Tepic’s mouth hung open at Jeffrey’s unexpected show of generosity and rudeness. With a nasaly protest he cried, “Oi! ‘Fese ain’ junnk! ‘Fese ‘ess ‘Freasures!”
“If you say so, fox-boy,” Jeffrey shrugged. “Pack up your treasures then.” He returned to another figure sharing the supply closet. Tepic recognized the nervous and sad form of Doctor Winston Gammis.
The urchin narrowed his eyes suspiciously at what the two of them were doing together. Gammis was the scientist who had started this whole mess, and Tepic had known Jeffrey’s villainous grandfather. Captain Bookworm had killed that man years ago. The urchin suspected his grandson would betray the heroine, neither of them could be trusted in Tepic’s book.

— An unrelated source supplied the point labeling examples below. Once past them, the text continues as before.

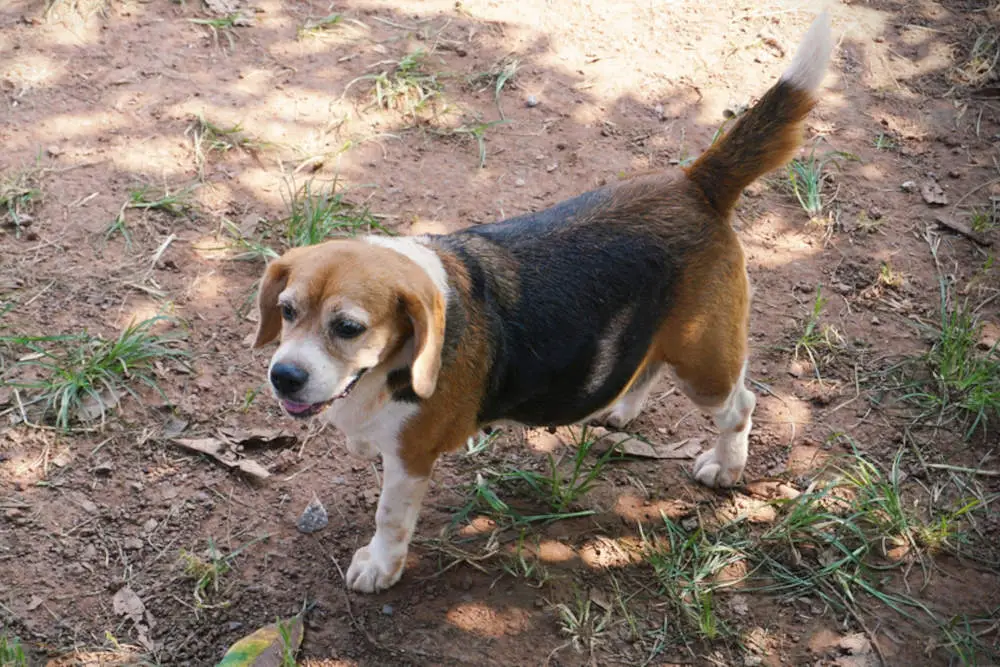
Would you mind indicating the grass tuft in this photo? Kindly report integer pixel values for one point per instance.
(20, 194)
(958, 380)
(11, 652)
(74, 375)
(809, 176)
(980, 66)
(209, 138)
(407, 86)
(502, 74)
(316, 27)
(317, 213)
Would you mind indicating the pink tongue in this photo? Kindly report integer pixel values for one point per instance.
(296, 408)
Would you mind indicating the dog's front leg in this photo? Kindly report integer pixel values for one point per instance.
(379, 565)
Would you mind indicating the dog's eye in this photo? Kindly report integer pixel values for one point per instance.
(347, 328)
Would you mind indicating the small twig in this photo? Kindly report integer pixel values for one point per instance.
(971, 471)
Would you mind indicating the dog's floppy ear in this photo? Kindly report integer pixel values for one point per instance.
(427, 313)
(273, 283)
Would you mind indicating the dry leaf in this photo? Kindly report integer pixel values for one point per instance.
(219, 451)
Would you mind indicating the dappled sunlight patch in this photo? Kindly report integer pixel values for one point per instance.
(79, 126)
(753, 510)
(552, 551)
(606, 552)
(164, 156)
(29, 71)
(635, 509)
(480, 619)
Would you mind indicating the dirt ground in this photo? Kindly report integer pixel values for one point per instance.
(100, 98)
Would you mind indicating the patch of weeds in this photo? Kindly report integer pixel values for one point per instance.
(11, 652)
(963, 637)
(809, 176)
(406, 86)
(984, 221)
(224, 25)
(980, 66)
(504, 72)
(208, 569)
(317, 213)
(287, 645)
(316, 27)
(528, 568)
(20, 194)
(583, 624)
(147, 198)
(208, 138)
(82, 374)
(889, 277)
(475, 131)
(885, 142)
(956, 379)
(815, 338)
(687, 566)
(559, 489)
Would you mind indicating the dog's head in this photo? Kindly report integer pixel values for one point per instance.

“Hello,” Gammis said quietly. He seemed devastated by something that implied a heavy loss to the fox. His fearful stutter was gone, replaced only by long pauses between words. “Tepic Harlequin isn’t it? Is..is it true? Did they…did Hartschlägel destroy the Cathedral…with Father Walstrand inside?”
“He wha?!” Tepic tried to speak without using his nose, but it was a task. “Cor, mustav’ been affer I scarpered. Is ‘oki an’ ‘ang awright?” Tepic would have asked about Beryl, but as a heroine he assumed it would take more than a collapsing building to kill her.
“No…they were captured by Hartschlägel,” Gammis didn’t have the heart to tell the young boy about Beryl Strifeclaw’s fate. Reduced to a vegetative state by the ruffian who called himself a scientist. “We are the…the last of the Resistance. Doctor Dupyre is celebrating his….victory. This….this will be our only chance…to get everyone out alive. If you could remain here-”
Tepic shouted something rude at the doctor. “Fere’ ain’ no weigh’ I’s leabin’ yer two wif’ Cappin’ Book alone!”
Jeffrey nodded and pointed at the enraged fox with his thumb, “You really expected the kid who snuck past Sister Pain and into Aquila IX to sit back while we rescue everyone? He must want to help the Captains as much as we do.”
“Err…yer mean yer ain’t betrayin’ Cappin’ ‘Enricks?” Tepic looked at Jeffrey shocked. He smiled despite how that hurt his nose, “Cor, yer ain’ nuffin’ like yer granpa!”
“Captain Earworm?” Jeffrey asked as he scratched at his chin confused. “Why would I betray my country over a woman I don’t know from a tavern wench?”
“Err, no ‘reasen!” Tepic said dodging the question. Gammis however seemed even more surprised than Tepic had been.
“Didn’t you read the report? It clearly stated Captain Heinrichs killed your Grandfather, Henry Cortman!” Tepic inwardly groaned at the scientists interference. Was he trying to get Miss Book murdered?
“She did?” Jeffrey raised an eyebrow and then shrugged, “Well it’s not like I knew him either. He could have been a hopeless drunk for all I know. Let’s get on with this before we’re caught.”
Tepic silently appreciated the lads clear if simple thought process. Gammis sighed and approached the urchin boy slowly. After a moment he reached for his nose and asked, “May I set that? ”
Tepic winced but nodded and tried not to scream too loudly as the doctor reopened his airway.